The repository ships with a ready-to-use docker-compose.yml:
services:
  chonkie-api:
    build:
      context: .
      dockerfile: Dockerfile
    image: chonkie-oss-api:latest
    container_name: chonkie-api
    ports:
      - "8000:8000"
    volumes:
      - ./data:/app/data
    environment:
      LOG_LEVEL: "${LOG_LEVEL:-INFO}"
      CORS_ORIGINS: "${CORS_ORIGINS:-*}"
      DATABASE_URL: "sqlite+aiosqlite:////app/data/chonkie.db"
      OPENAI_API_KEY: "${OPENAI_API_KEY:-}"
      COHERE_API_KEY: "${COHERE_API_KEY:-}"
      VOYAGE_API_KEY: "${VOYAGE_API_KEY:-}"
      MISTRAL_API_KEY: "${MISTRAL_API_KEY:-}"
    restart: unless-stopped
    healthcheck:
      test: ["CMD", "python", "-c",
             "import urllib.request; urllib.request.urlopen('http://localhost:8000/health')"]
      interval: 30s
      timeout: 10s
      retries: 3
      start_period: 15s
The ./data volume mount persists the SQLite database (chonkie.db) across container restarts.

Environment Variables

VariableDefaultDescription
LOG_LEVELINFOLog verbosity: DEBUG, INFO, WARNING, ERROR
CORS_ORIGINS*Comma-separated allowed origins. Use * to allow all.
DATABASE_URLsqlite+aiosqlite:///./data/chonkie.dbSQLite database path.

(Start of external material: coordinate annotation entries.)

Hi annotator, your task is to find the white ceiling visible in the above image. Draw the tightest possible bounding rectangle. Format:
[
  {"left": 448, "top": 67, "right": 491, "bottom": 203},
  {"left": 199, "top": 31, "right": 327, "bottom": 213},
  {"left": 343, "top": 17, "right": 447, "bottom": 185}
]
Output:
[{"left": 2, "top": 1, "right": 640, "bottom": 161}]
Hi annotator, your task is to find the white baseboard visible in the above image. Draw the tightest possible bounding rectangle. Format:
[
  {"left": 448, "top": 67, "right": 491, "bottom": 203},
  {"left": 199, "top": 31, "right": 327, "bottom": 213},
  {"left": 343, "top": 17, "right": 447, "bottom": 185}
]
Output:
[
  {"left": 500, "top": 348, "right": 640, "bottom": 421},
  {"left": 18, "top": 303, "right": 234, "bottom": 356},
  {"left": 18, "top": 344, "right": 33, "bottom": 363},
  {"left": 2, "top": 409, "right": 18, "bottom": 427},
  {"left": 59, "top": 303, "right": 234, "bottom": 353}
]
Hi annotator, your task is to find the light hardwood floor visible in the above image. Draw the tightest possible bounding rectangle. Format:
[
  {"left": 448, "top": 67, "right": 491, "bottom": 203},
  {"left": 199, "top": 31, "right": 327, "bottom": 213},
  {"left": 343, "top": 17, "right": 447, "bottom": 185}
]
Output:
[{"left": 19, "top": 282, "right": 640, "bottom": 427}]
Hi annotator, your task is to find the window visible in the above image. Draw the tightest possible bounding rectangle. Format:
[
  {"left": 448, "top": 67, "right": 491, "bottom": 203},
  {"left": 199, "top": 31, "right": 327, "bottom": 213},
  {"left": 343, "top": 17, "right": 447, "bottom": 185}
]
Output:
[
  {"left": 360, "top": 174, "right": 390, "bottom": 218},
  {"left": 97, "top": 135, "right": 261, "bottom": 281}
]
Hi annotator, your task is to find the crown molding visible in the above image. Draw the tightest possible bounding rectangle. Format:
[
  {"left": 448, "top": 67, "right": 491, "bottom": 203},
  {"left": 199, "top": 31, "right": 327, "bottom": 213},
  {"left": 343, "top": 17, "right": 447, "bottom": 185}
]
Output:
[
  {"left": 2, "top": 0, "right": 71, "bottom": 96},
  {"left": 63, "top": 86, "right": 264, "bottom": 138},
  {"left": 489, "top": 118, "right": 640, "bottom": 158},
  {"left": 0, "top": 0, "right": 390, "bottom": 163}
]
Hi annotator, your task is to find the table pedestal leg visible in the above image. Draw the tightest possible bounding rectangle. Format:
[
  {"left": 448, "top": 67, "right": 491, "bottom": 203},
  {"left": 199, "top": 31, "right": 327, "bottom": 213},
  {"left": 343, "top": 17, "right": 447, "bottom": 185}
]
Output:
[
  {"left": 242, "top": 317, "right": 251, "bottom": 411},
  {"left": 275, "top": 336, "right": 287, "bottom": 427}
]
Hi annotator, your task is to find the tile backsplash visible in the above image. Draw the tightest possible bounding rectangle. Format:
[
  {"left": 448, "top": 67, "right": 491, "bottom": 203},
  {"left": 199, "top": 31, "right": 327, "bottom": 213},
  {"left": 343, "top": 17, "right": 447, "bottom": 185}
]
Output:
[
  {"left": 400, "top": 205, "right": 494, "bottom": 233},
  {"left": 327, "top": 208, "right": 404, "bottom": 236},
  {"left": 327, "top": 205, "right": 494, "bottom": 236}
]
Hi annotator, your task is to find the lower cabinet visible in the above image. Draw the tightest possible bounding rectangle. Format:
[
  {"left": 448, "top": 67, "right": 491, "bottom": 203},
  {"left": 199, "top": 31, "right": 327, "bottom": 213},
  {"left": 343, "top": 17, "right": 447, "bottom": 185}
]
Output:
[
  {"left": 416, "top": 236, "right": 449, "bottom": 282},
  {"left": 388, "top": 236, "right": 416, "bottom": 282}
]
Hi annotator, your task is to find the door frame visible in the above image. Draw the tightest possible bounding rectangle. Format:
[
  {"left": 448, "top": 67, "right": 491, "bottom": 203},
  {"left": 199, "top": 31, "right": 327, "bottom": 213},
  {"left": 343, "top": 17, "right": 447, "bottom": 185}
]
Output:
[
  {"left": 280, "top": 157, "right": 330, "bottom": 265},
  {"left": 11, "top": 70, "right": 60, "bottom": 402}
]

Override for custom locations.
OPENAI_API_KEY(empty)For OpenAI embeddings (text-embedding-3-small, etc.)
COHERE_API_KEY(empty)For Cohere embeddings (embed-english-v3.0, etc.)
VOYAGE_API_KEY(empty)For Voyage AI embeddings (voyage-large-2, etc.)
MISTRAL_API_KEY(empty)For Mistral embeddings (mistral-embed)
Pass them inline:
LOG_LEVEL=DEBUG CORS_ORIGINS=https://myapp.com docker compose up
Or create a .env file in the project root:
LOG_LEVEL=INFO
CORS_ORIGINS=https://myapp.com,https://api.myapp.com
# Set your preferred embedding provider key:
OPENAI_API_KEY=sk-...
# COHERE_API_KEY=...
# VOYAGE_API_KEY=...

Build and Run Without Compose

# Build the image
docker build -t chonkie-oss-api .

# Run the container
docker run -p 8000:8000 chonkie-oss-api

# With environment variables
docker run -p 8000:8000 \
  -e LOG_LEVEL=DEBUG \
  -e OPENAI_API_KEY=sk-... \
  chonkie-oss-api

Image Details

The Dockerfile uses a multi-stage build to keep the final image lean:
  • Builder stage — installs chonkie[api,semantic,code,openai] into a virtual environment
  • Runtime stage — copies only the venv; runs as a non-root chonkie user
  • Exposed port8000
  • Health check — HTTP GET to /health every 30 seconds

Production Tips

Restrict CORS — in production, replace * with your actual domains:
CORS_ORIGINS=https://myapp.com,https://admin.myapp.com docker compose up
Add a reverse proxy — put Nginx or Caddy in front for TLS termination and rate limiting:
server {
    listen 443 ssl;
    server_name api.myapp.com;

    location / {
        proxy_pass http://chonkie-api:8000;
        proxy_set_header Host $host;
        proxy_set_header X-Real-IP $remote_addr;
        proxy_set_header X-Forwarded-For $proxy_add_x_forwarded_for;
    }
}
Scale horizontally — run multiple replicas behind a load balancer:
services:
  chonkie-api:
    image: chonkie-oss-api:latest
    deploy:
      replicas: 3
    ports:
      - "8000:8000"
The SemanticChunker loads its embedding model on first use. Send a warm-up request after startup to avoid cold-start latency on the first real request in production.